Roberta 11-08-2021 01:25 PM

With orchids, generalizing doesn't work... Orchids that come from more temperate zones (for instance Himalaya, northern India, southern China, more northern regions of southeast Asia) will experience distinct seasonal changes of temperature, day length, light as well as changes in rainfall (linked to light, when there are few clouds it's also brighter even with lower sun angle). Orchids that grow at tropical latitudes (near the equator) will experience much smaller variations in day length, but light may or may not be affected by rainfall patterns. And those from higher elevations will experience some seasonal temperature variation as well as diurnal temperature variation, that those at sea level won't. So a discussion needs to include information about "Which orchids?" to be useful.

In cultivation, we certainly modify the parameters that an orchid experiences in the wild, but even the most complex hybrid still goes back to species, with needs and conditions that need to be taken into account for successful growing.

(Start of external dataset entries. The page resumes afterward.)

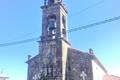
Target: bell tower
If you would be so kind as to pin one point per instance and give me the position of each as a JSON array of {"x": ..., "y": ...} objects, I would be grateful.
[
  {"x": 54, "y": 19},
  {"x": 50, "y": 63},
  {"x": 54, "y": 39}
]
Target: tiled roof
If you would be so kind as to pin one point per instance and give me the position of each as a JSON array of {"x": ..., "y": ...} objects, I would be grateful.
[{"x": 111, "y": 77}]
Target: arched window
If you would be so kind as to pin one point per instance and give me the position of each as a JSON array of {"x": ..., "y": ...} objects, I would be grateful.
[{"x": 52, "y": 22}]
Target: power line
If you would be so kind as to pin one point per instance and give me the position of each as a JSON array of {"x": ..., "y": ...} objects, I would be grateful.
[
  {"x": 69, "y": 31},
  {"x": 94, "y": 24},
  {"x": 19, "y": 42},
  {"x": 89, "y": 7}
]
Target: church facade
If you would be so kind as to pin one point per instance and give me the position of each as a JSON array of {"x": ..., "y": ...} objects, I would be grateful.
[{"x": 57, "y": 60}]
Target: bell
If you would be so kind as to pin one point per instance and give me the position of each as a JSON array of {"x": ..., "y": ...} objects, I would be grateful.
[{"x": 52, "y": 24}]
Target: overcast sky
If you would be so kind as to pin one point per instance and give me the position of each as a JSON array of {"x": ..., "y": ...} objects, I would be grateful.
[{"x": 21, "y": 19}]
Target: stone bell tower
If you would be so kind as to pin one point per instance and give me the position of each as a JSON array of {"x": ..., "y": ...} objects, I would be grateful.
[
  {"x": 54, "y": 39},
  {"x": 50, "y": 63}
]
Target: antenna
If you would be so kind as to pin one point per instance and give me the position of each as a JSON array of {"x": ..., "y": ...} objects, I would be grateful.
[
  {"x": 45, "y": 2},
  {"x": 1, "y": 71}
]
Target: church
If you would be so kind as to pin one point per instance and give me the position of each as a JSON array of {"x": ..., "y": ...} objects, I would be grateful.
[{"x": 57, "y": 60}]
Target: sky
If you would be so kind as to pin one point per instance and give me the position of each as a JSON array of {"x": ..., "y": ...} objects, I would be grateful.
[{"x": 21, "y": 19}]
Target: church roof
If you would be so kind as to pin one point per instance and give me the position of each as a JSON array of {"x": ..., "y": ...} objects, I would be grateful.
[
  {"x": 88, "y": 55},
  {"x": 111, "y": 77},
  {"x": 79, "y": 62}
]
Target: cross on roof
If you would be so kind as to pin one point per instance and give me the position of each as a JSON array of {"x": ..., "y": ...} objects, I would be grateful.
[{"x": 83, "y": 75}]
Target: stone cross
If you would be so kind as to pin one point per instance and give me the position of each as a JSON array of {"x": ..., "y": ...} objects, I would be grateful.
[{"x": 83, "y": 75}]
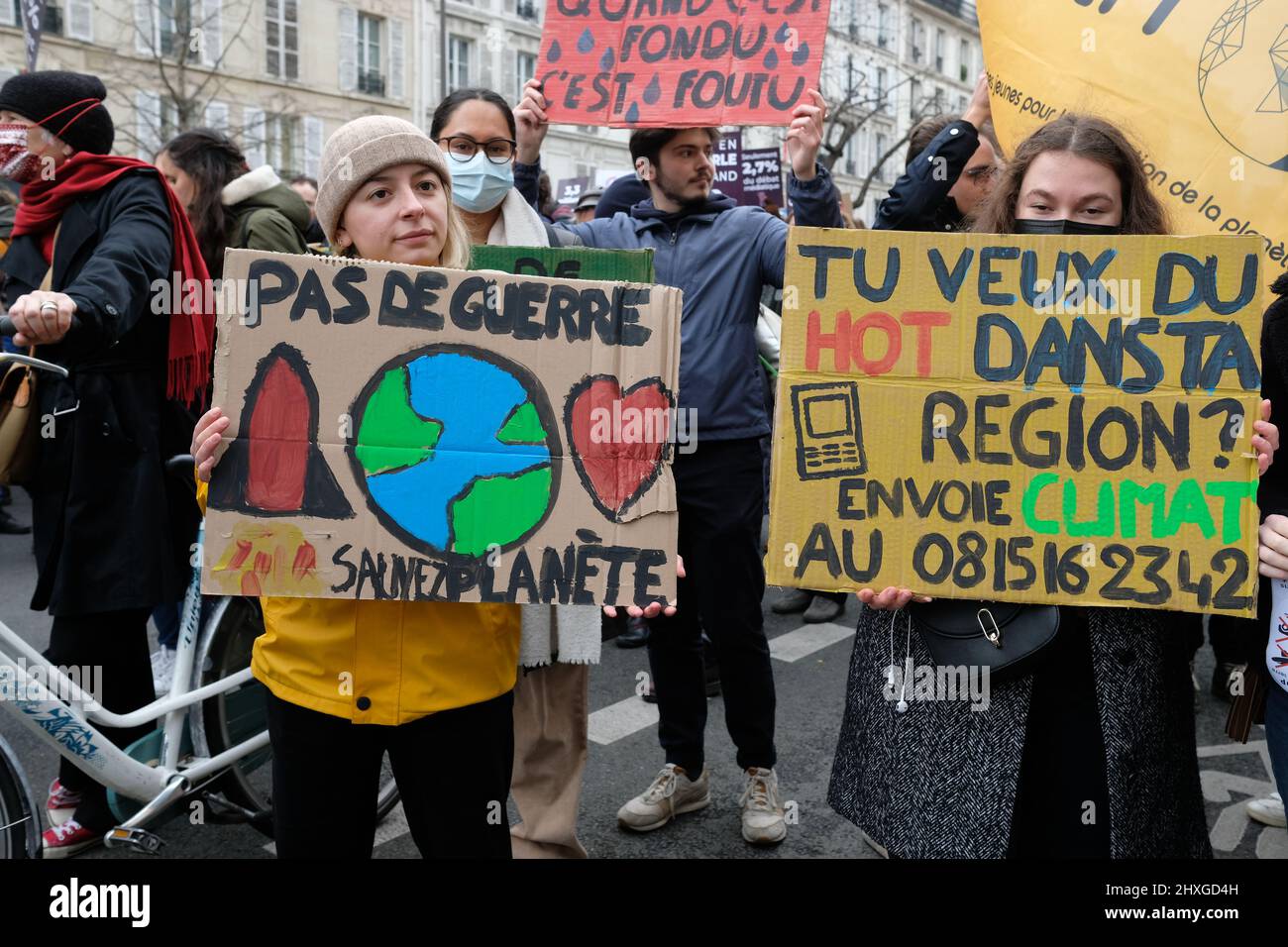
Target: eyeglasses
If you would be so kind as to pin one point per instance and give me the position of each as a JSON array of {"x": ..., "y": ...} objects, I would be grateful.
[{"x": 463, "y": 149}]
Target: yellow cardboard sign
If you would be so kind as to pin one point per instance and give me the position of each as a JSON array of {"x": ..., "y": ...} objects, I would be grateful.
[
  {"x": 1029, "y": 419},
  {"x": 1202, "y": 88}
]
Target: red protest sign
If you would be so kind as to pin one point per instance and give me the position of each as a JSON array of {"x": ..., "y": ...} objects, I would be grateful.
[{"x": 665, "y": 63}]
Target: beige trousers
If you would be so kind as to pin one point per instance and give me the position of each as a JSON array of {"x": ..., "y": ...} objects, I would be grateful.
[{"x": 552, "y": 706}]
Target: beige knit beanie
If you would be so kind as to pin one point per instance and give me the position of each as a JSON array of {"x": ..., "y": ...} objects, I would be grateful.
[{"x": 362, "y": 149}]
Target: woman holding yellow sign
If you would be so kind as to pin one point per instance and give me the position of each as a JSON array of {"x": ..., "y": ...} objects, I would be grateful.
[{"x": 1086, "y": 748}]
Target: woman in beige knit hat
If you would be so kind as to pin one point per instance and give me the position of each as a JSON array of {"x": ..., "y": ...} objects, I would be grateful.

DavTom 11-08-2021 04:38 PM

Quote:

Originally Posted by SADE2020 (Post 972455)
In line with this conversation, and I don't mean to hack it, sorry!

Does light compensate temp?

For example, if we have low temps and good sun/lighting, does natural sunlight compensate the temperature?

For example; not gradually or constantly, let say the temp is 50-60º constantly but 2 days are cloudy and 3 days full sunlight

Not sure if I got your question right. Do you ask, for instance, if an outdoor phals that typically requires a minimum air temperature of 18 degrees Celsius can do well in an air temperature of 16 degrees under the (filtered) sun light?

Well, I am also no expert, but I think that surely the sunlight can compensate (at least a bit) for that.

However, I think that this is not a common situation at all. Neither in nature nor under artificial lights. Unless you carry outside your orchids during daylight and bring them (quickly) back at sunset every day...

If the air is 16 degrees Celsius during daylight or when the artificial lights are ON, one can bet that during the night (or with lights OFF) the temperature would drop to an unbearable level.

Dav

SADE2020 11-08-2021 04:48 PM

Quote:

Originally Posted by DavTom (Post 972472)
Not sure if I got your question right. Do you ask, for instance, if an outdoor phals that typically requires a minimum air temperature of 18 degrees Celsius can do well in an air temperature of 16 degrees under the (filtered) sun light?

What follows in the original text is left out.